Earlier in the week, Nigeria’s Ambassador to the United States, Professor Ade Adefuye, had hinted that the president would be hosting a select audience of distinguished Nigerians at an interactive session for USA-based Nigerian professionals and other investors at the Grand Ball Room of the prestigious Plaza Hotel located at 770 Fifth Avenue, New York.
Briefing the press, Mr.
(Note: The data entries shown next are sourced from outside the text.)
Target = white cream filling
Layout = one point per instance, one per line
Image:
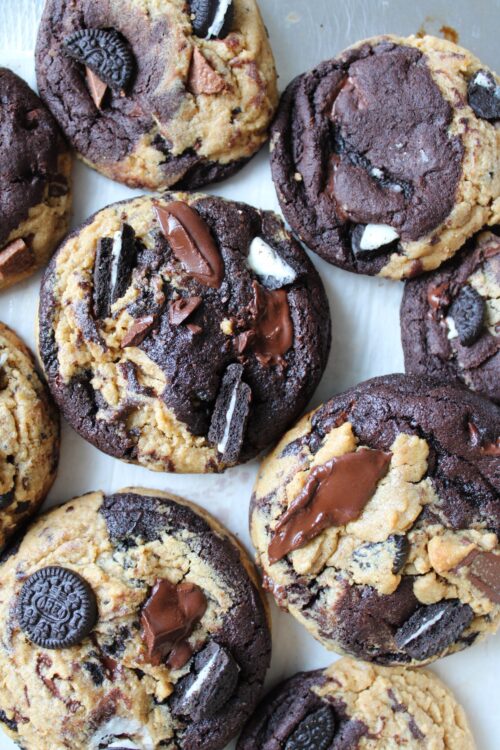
(377, 235)
(219, 18)
(221, 447)
(265, 261)
(115, 728)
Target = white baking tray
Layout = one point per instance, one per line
(365, 311)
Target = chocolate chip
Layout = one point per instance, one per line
(105, 52)
(56, 608)
(484, 95)
(432, 628)
(315, 732)
(230, 415)
(468, 313)
(212, 18)
(209, 687)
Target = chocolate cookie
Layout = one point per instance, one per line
(355, 705)
(180, 96)
(129, 621)
(376, 520)
(384, 161)
(450, 320)
(35, 196)
(29, 436)
(183, 334)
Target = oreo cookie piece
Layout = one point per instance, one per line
(387, 201)
(180, 642)
(35, 190)
(56, 608)
(450, 320)
(150, 98)
(387, 547)
(202, 328)
(484, 95)
(351, 704)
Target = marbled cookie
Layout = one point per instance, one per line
(129, 621)
(159, 93)
(357, 706)
(386, 159)
(450, 319)
(183, 333)
(29, 436)
(376, 520)
(35, 196)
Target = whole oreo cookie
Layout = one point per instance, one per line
(29, 436)
(377, 527)
(375, 170)
(450, 319)
(352, 705)
(35, 195)
(173, 655)
(181, 97)
(188, 337)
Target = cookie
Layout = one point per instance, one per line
(29, 436)
(131, 620)
(35, 194)
(184, 333)
(450, 319)
(355, 705)
(180, 95)
(376, 520)
(383, 159)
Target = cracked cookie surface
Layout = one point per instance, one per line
(362, 707)
(184, 334)
(108, 690)
(433, 341)
(376, 520)
(29, 436)
(35, 196)
(396, 200)
(193, 110)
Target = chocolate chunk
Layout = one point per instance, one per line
(203, 692)
(203, 79)
(484, 573)
(484, 95)
(191, 242)
(315, 732)
(140, 329)
(230, 415)
(16, 258)
(168, 618)
(211, 18)
(102, 276)
(181, 309)
(334, 495)
(468, 313)
(56, 608)
(96, 87)
(105, 52)
(433, 628)
(395, 546)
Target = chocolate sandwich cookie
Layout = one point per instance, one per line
(183, 333)
(131, 620)
(450, 320)
(376, 520)
(35, 194)
(29, 436)
(386, 159)
(355, 705)
(158, 95)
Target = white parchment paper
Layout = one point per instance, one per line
(365, 311)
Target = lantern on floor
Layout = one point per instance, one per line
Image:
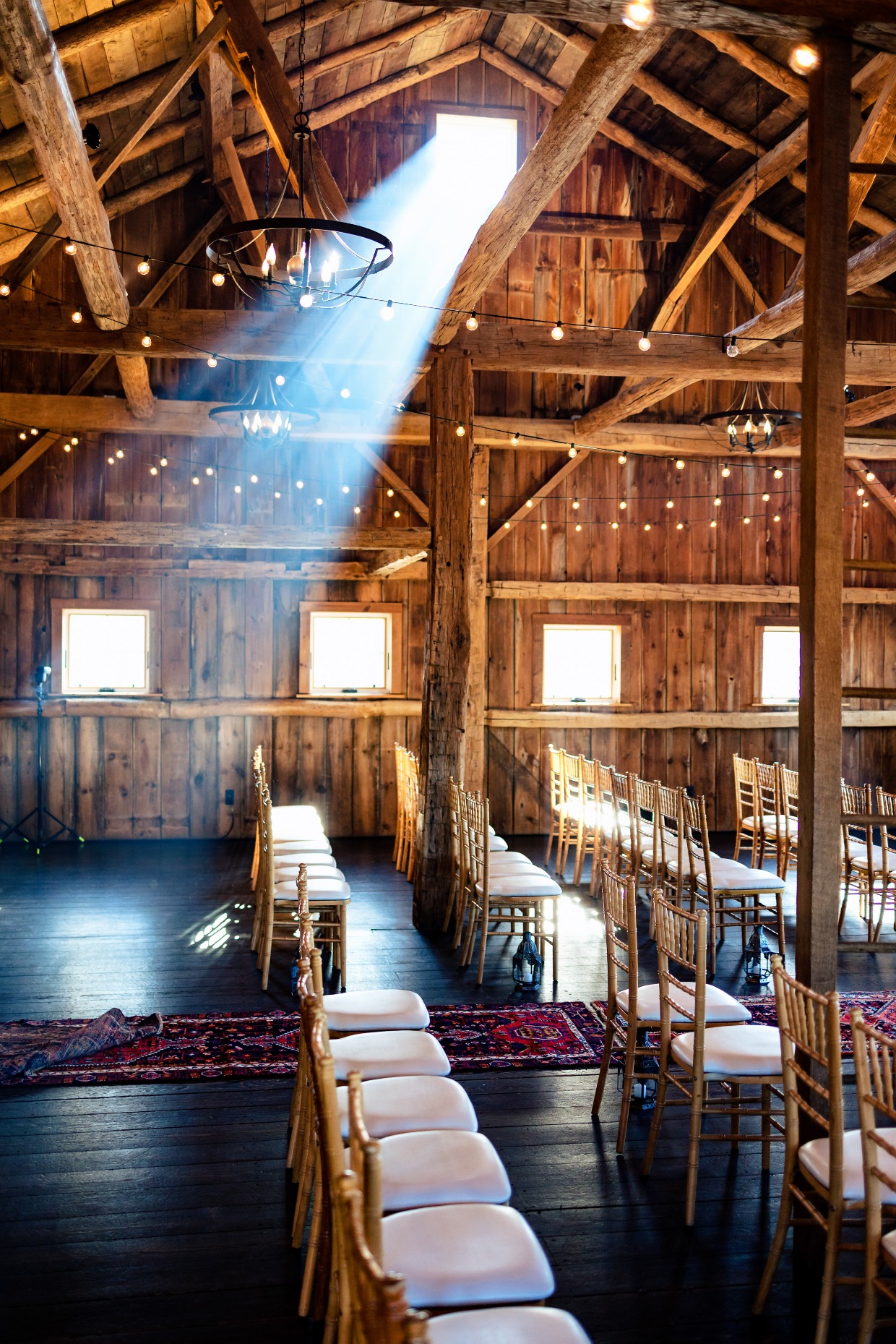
(758, 960)
(644, 1087)
(528, 964)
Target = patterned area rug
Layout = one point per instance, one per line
(476, 1037)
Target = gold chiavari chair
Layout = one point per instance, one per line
(512, 898)
(633, 1012)
(822, 1179)
(875, 1058)
(555, 791)
(733, 894)
(381, 1314)
(749, 812)
(789, 802)
(696, 1062)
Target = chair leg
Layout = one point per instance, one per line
(694, 1152)
(605, 1066)
(829, 1277)
(780, 1238)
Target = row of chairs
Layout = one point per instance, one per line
(408, 1202)
(288, 838)
(660, 838)
(408, 779)
(719, 1065)
(494, 887)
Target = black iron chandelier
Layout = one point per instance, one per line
(753, 421)
(267, 413)
(308, 261)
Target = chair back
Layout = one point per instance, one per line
(811, 1067)
(379, 1306)
(746, 800)
(875, 1059)
(621, 937)
(555, 777)
(681, 943)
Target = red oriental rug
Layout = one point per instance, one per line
(476, 1037)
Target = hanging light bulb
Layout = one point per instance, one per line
(638, 15)
(804, 58)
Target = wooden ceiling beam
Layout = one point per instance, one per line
(30, 58)
(265, 81)
(23, 531)
(100, 362)
(597, 86)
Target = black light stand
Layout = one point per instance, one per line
(39, 810)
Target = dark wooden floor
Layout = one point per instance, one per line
(160, 1211)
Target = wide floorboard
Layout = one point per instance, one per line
(160, 1211)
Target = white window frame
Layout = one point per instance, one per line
(64, 609)
(391, 612)
(775, 627)
(572, 624)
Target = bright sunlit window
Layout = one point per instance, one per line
(105, 651)
(350, 652)
(478, 153)
(581, 664)
(780, 675)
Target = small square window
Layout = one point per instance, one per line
(350, 649)
(105, 651)
(581, 664)
(780, 664)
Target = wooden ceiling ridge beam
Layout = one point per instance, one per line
(43, 98)
(597, 86)
(85, 380)
(265, 81)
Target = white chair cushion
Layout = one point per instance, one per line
(465, 1253)
(376, 1010)
(406, 1105)
(720, 1007)
(508, 1325)
(314, 871)
(296, 852)
(441, 1167)
(733, 1051)
(390, 1054)
(728, 876)
(520, 885)
(306, 844)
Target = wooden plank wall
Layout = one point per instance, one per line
(145, 777)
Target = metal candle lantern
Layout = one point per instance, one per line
(758, 962)
(528, 964)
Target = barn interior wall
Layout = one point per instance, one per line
(237, 638)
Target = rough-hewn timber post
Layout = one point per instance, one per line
(475, 749)
(447, 660)
(821, 491)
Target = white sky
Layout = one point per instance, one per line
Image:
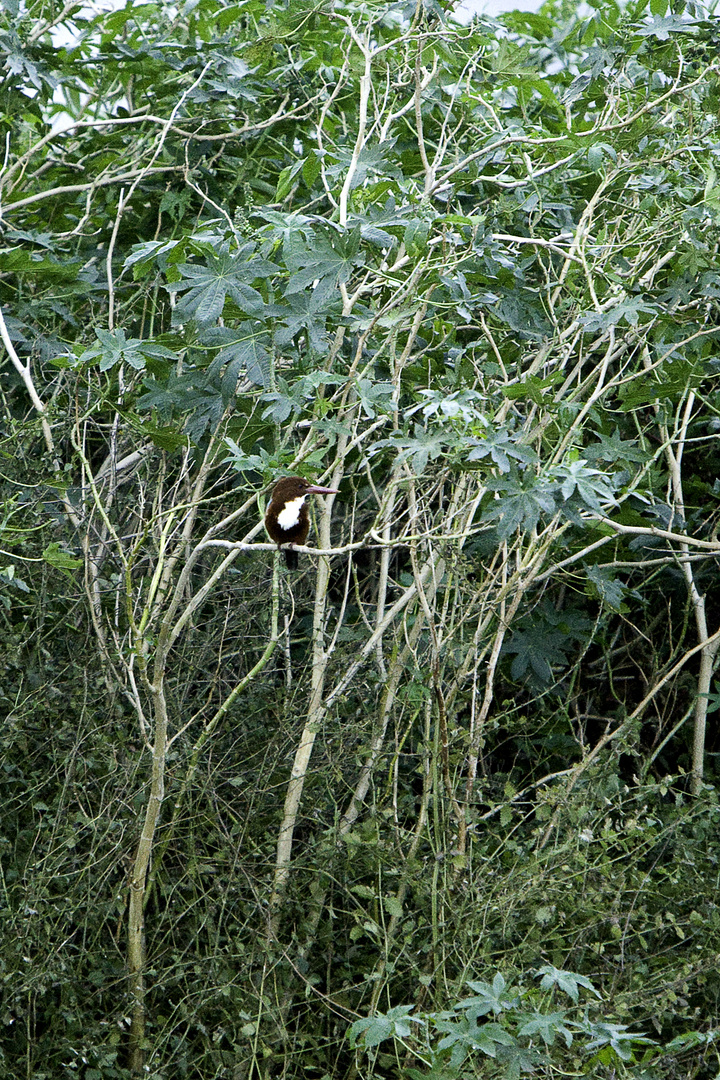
(496, 7)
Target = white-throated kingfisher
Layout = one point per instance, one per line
(286, 518)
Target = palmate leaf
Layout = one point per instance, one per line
(522, 501)
(245, 350)
(327, 258)
(566, 981)
(222, 275)
(113, 348)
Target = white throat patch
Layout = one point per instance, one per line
(289, 515)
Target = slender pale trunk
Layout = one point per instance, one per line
(138, 880)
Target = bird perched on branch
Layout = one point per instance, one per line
(286, 520)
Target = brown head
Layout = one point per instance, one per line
(286, 518)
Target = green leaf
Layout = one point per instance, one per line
(62, 559)
(566, 981)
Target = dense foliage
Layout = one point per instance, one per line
(444, 801)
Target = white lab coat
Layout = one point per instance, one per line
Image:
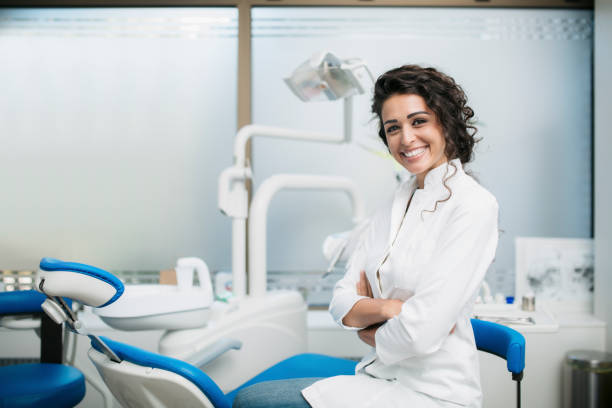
(436, 262)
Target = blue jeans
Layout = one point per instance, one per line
(277, 393)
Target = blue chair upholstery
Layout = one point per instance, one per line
(301, 365)
(506, 343)
(490, 337)
(38, 384)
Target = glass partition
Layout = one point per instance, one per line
(115, 125)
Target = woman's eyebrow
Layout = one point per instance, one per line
(416, 113)
(407, 117)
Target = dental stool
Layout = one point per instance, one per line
(139, 378)
(45, 384)
(506, 343)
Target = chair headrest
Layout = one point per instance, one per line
(85, 283)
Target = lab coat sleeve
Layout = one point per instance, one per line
(459, 263)
(345, 291)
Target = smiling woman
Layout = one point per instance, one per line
(424, 119)
(411, 282)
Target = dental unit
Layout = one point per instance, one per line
(231, 340)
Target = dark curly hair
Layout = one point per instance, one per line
(442, 95)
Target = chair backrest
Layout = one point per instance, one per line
(139, 378)
(502, 341)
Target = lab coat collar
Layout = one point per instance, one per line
(433, 188)
(434, 180)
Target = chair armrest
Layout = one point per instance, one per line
(212, 352)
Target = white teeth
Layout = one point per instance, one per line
(414, 152)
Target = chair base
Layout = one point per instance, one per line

Bosa, a senior minister in-charge of the Fourth Committee for UNGA68, who represented Nigeria’s Permanent Representative to the UN, Professor Joy Ogwu, said the five bilateral meetings would be with the European Union, Slovania, Sri Lanka, Lebanon and Trinidad and Tobago, whose heads of government and Jonathan would be meeting across different schedules from agriculture, to infrastructure, power and solid minerals.
The president, who is also billed to meet US’ President Barack Obama on a yet-to-be-specified date and time between Monday and Tuesday, will address the General Assembly of the United Nations at 12 noon Monday, September 23.
In his entourage will be the First Lady, Patience Jonathan, who has also lined up a number of activities for herself, the acting Minister of Foreign Affairs, Professor Viola Onwuliri, and other ministers; but Bosa did not indicate the number of governors who may be on the entourage.
Bosa said Nigeria was hopeful that the campaign for a non-permanent seat at the Security Council was going to yield fruit with the African Union (AU) and Economic Community of West African States (ECOWAS) giving their nod.
But he made an exception, Gambia, which he said is trying to split Nigeria’s votes, while the Central African Republic on whose ticket Chad Republic is campaigning is no issue.
According to Bosa, this notwithstanding, the opposition of those who are not giving the country their votes on account of its withdrawal of Nigeria’s troops from Mali, saying Nigeria’s domestic and foreign policies as well as its democracy, eminently qualify her for the fight to gain a non-permanent seat at the Security Council.